Tuesday, September 27, 2005

Ted Rubin: An American Hero

Fire of Liberty
TedRubin

Here's James S. Robbins awesome tribute over at National Review Online to Ted Rubin, our most recent Congressional Medal of Honor recipient. This wonderful tribute paints a wonderful picture of Rubin who after surviving the horrors of the Mauthausen concentration camp in Austria during WWII, emigrated to the US and joined the Army during the height of The Korean War in which he showed bravery under fire by staying behind and protecting a hill from the advancing enemy why fellow troops moved to another hill. Though Rubin's defense of the hill is an amazing feat, I found his crowning achievement during the conflict occurred during two and a half years in a POW camp in Korea, where has was credited for saving some 40 lives. Take a look:
Ted found himself in the Pukchin POW camp, also known as "Death Valley," and later at Pyoktong, along with hundreds of Americans, Turks, and others. The camps were at first run by the North Koreans, then by the Chinese, whom Ted said treated them slightly better. Nevertheless, life was nightmarish for the prisoners. They were cold and hungry, and disease was rampant. "Healthy men became like babies, helpless," Ted said. "Everything was stink, death, it was terrible, terrible." Thirty to forty a day were dying. "It was hardest on the Americans who were not used to this," Ted said. "But I had a heck of a basic training from the Germans."
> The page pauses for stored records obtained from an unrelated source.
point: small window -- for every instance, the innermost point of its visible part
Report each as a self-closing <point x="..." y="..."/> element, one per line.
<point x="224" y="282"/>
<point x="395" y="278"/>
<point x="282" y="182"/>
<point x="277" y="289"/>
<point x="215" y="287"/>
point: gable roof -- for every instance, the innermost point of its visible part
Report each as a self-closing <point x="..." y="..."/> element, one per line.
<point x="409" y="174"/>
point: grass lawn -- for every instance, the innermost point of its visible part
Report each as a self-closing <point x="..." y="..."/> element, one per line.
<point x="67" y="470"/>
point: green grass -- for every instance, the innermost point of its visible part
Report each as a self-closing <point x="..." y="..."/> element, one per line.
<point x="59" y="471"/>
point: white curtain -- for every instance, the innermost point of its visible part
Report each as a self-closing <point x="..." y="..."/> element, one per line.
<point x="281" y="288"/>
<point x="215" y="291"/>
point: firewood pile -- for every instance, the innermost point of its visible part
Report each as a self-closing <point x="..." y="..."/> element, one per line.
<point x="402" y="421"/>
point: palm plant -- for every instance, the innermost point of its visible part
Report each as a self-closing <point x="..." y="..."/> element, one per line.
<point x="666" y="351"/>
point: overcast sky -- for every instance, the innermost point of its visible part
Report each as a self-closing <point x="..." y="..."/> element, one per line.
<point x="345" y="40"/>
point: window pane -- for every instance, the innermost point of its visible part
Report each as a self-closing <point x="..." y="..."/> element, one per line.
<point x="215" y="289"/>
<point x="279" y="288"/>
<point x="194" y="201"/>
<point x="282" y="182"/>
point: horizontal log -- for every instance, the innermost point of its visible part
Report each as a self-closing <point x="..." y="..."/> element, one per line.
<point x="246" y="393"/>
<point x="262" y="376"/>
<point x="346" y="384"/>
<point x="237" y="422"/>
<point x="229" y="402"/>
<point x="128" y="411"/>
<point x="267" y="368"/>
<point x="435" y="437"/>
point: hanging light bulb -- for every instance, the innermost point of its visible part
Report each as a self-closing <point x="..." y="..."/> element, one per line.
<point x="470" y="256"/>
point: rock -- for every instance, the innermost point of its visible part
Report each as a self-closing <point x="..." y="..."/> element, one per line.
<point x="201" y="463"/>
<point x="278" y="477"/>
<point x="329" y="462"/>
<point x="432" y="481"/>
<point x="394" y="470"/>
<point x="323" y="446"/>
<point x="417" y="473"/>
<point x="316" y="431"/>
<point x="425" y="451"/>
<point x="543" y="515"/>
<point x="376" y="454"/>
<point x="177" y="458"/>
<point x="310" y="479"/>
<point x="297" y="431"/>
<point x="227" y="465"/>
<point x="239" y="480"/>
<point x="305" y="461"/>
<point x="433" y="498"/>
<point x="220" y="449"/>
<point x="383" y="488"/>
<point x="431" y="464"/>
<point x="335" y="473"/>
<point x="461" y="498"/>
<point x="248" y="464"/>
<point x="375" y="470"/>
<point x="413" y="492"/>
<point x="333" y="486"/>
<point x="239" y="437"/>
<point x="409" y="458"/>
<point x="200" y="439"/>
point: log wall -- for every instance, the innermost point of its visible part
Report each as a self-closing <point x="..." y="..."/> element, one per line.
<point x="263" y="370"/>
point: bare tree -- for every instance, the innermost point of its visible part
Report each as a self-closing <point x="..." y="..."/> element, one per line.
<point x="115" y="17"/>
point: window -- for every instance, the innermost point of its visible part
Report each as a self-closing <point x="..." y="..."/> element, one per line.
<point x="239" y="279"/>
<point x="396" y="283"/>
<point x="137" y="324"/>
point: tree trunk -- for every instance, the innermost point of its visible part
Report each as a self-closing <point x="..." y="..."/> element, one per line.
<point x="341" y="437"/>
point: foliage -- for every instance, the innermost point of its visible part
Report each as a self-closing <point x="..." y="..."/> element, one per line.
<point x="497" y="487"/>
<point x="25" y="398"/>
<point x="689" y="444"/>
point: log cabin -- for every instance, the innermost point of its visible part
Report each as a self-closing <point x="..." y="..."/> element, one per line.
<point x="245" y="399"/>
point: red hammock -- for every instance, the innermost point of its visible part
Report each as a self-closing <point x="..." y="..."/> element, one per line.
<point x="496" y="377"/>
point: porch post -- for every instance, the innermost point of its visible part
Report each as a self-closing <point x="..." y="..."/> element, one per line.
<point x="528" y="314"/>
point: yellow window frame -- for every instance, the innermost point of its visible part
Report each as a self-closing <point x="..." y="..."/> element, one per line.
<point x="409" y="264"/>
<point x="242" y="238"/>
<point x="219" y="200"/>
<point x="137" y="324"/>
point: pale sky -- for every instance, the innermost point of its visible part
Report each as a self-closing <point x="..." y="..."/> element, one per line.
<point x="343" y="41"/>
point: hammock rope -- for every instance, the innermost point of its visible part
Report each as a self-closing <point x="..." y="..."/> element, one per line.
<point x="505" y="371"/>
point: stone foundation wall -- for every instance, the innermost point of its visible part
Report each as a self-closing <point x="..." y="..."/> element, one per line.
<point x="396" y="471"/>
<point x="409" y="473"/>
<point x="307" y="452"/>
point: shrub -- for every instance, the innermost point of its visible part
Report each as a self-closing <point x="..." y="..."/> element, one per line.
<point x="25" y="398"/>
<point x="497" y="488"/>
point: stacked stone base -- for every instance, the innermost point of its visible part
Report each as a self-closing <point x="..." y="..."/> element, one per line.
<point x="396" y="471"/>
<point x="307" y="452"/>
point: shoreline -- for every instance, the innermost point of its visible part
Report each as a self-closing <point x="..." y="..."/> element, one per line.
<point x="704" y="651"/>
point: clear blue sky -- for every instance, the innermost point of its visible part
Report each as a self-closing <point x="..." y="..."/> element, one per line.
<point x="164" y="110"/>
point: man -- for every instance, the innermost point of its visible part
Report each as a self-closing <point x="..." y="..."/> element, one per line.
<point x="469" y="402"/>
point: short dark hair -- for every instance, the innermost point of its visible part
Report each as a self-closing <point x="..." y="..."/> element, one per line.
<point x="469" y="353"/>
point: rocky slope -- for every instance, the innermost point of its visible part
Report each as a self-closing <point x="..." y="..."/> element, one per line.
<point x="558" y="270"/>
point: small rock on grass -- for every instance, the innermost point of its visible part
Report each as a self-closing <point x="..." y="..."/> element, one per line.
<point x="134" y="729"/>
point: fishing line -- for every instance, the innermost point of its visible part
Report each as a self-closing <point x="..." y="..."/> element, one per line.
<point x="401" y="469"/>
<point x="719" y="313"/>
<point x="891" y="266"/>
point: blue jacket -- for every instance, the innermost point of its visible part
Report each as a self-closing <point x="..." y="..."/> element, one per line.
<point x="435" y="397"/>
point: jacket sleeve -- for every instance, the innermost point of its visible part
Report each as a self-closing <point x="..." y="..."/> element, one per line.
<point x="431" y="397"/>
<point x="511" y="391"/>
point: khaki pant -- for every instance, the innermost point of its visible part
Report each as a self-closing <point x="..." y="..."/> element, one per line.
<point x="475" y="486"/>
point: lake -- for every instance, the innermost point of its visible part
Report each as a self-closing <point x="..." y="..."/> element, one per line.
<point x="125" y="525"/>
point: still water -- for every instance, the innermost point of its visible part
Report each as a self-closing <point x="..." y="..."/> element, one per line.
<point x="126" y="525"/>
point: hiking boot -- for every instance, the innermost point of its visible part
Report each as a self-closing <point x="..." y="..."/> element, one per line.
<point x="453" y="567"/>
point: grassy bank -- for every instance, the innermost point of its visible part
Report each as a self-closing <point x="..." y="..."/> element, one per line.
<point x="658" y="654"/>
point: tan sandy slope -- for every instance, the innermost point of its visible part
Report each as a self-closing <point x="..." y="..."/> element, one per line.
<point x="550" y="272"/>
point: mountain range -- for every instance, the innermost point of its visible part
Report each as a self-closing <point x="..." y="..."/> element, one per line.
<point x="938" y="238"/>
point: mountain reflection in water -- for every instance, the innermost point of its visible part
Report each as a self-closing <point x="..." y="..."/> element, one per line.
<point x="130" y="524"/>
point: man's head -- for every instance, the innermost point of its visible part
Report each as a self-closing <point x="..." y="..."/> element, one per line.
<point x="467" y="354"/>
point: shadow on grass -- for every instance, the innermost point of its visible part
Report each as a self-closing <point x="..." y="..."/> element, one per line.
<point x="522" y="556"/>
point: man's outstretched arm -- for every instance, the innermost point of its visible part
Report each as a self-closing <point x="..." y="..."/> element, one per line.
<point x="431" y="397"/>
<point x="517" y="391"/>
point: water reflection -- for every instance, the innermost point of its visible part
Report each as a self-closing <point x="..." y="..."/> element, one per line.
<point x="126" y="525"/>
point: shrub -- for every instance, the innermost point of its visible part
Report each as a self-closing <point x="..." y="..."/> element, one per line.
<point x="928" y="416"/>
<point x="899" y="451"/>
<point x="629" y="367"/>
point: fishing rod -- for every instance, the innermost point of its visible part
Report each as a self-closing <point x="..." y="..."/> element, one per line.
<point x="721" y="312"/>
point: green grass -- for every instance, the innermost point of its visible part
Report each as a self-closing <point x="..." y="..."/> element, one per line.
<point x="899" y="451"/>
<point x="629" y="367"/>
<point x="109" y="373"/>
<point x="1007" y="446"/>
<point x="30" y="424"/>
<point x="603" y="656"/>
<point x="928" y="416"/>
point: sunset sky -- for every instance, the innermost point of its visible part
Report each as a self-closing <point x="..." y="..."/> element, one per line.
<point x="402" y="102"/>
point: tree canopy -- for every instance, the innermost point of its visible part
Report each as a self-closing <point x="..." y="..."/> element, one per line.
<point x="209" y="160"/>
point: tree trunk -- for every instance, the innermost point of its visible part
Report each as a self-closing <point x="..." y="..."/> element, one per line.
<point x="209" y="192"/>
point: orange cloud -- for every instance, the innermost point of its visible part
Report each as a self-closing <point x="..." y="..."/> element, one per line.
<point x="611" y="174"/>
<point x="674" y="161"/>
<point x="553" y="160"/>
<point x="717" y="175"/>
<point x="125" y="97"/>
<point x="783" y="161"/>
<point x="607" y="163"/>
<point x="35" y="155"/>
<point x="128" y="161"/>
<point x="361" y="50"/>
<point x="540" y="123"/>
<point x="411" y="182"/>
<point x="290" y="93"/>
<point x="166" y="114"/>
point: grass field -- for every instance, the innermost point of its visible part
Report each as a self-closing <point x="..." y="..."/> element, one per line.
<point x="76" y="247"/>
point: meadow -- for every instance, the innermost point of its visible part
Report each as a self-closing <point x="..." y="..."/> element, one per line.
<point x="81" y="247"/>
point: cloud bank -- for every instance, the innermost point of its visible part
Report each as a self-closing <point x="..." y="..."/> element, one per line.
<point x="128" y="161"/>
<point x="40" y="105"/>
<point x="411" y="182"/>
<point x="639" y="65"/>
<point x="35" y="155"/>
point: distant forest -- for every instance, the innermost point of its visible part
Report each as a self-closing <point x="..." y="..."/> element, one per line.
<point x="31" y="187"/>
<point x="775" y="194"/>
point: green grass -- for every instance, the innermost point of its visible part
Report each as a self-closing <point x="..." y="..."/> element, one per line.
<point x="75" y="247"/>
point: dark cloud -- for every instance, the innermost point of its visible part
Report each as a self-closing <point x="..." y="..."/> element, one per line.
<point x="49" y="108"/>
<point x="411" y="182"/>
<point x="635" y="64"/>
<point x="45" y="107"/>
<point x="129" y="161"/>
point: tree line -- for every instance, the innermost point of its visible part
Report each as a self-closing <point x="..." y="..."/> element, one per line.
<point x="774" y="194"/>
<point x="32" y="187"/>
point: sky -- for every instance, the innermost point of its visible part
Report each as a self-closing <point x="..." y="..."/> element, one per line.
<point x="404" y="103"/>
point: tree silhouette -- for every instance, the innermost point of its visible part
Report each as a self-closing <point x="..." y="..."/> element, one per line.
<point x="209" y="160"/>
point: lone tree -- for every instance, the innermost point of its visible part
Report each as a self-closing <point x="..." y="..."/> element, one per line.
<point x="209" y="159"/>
Ted used all the experience he had gained as a Holocaust survivor in helping keep himself and other prisoners alive. "I did it because I was an American," Ted told me, "and because it was a mitzvah. Regardless of color or nationality, they were my brothers." Food was vital for survival, so he began to steal rations from the enemy, who had little enough themselves. Fellow POW Sergeant Carl McClendon stated, "every day, when it got dark, and we went to sleep, Rubin was on his way, crawling on his stomach, jumping over fences, breaking in supply houses, while the guns were looking down on him. He tied the bottom of his fatigue pants and filled up anything he could get ahold of. He crawled back and distributed the food that he had stolen and risked his life."

Ted also did what he could to treat the sick and injured. But many were beyond saving, and diseases such as dysentery could strike anyone. "No one knew when they would die," Ted noted, "It was all random." When prisoners passed away, Ted would bury them, and recite the Kaddish. "I buried my friends, my comrades, American soldiers," Ted said, "and asked the Good Lord to let them rest in peace."
So let's give Tibor "Ted" Rubin a hand for his excellent service to this nation.